Alors j'ai coché la case "exercice physique". C'est pas faux après tout : grâce à cette longue randonnée de cinq minutes, j'ai dû tripler mon score de nombre de pas de ces derniers jours. J'ai ensuite longuement embrassé ma femme, serré ma fille dans mes bras, et j'ai poussé la porte d'entrée, puis celle de l'immeuble. Je suis parti vers la gauche, la tête baissée, marchant vite. Puis de nouveau sur la gauche. La tête me tournait, comme si j'étais ivre de l'air vif qui s'offrait à moi à grands coups de vents chaleureux emplis de la force du soleil radieux qui braillait aujourd'hui. Une voiture a circulé à mes côtés, j'ai cru qu'elle allait s'arrêter, que des policiers en civil allaient en sortir pour m'attraper avec une perche à collet, comme pour maîtriser un chien enragé à distance. Mais elle ne s'est pas arrêtée.
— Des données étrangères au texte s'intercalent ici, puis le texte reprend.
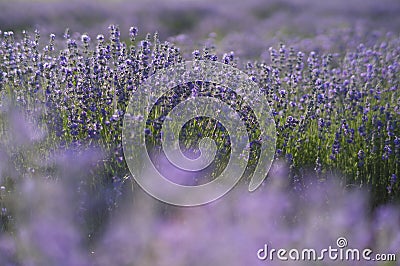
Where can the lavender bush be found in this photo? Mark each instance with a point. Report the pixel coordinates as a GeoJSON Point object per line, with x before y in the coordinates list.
{"type": "Point", "coordinates": [67, 197]}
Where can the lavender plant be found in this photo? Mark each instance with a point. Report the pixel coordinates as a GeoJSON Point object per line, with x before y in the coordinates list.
{"type": "Point", "coordinates": [336, 113]}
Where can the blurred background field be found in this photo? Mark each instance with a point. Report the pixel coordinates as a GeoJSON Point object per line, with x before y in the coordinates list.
{"type": "Point", "coordinates": [331, 77]}
{"type": "Point", "coordinates": [246, 27]}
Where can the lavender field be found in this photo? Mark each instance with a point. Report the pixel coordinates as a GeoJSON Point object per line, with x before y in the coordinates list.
{"type": "Point", "coordinates": [329, 71]}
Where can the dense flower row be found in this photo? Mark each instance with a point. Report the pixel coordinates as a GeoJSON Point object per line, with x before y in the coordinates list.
{"type": "Point", "coordinates": [335, 113]}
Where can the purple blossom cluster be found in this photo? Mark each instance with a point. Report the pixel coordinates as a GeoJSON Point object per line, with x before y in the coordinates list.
{"type": "Point", "coordinates": [335, 113]}
{"type": "Point", "coordinates": [66, 195]}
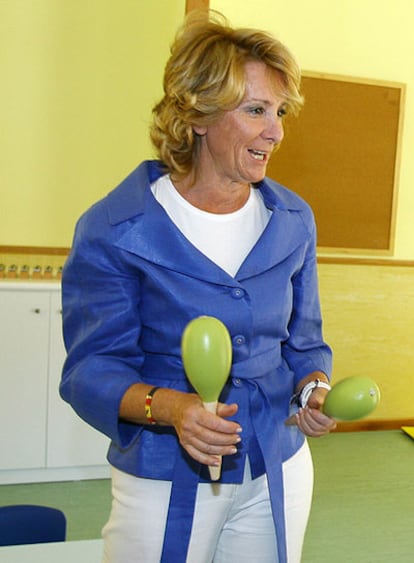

Devant le bac à compost, j'ai dégainé mes deux petits sacs en papier pleins de restes de légumes et de fruits à moitié décomposés, j'ai ouvert le bac, je me suis pris trois milliards de moucherons dans les yeux, les narines, la bouche, les oreilles, et en apnée j'ai vidé les sacs sur les restes pourrissants qui emplissaient les trois quarts du bac. Une horreur. Mais on est écolo-bobo ou on ne l'est pas.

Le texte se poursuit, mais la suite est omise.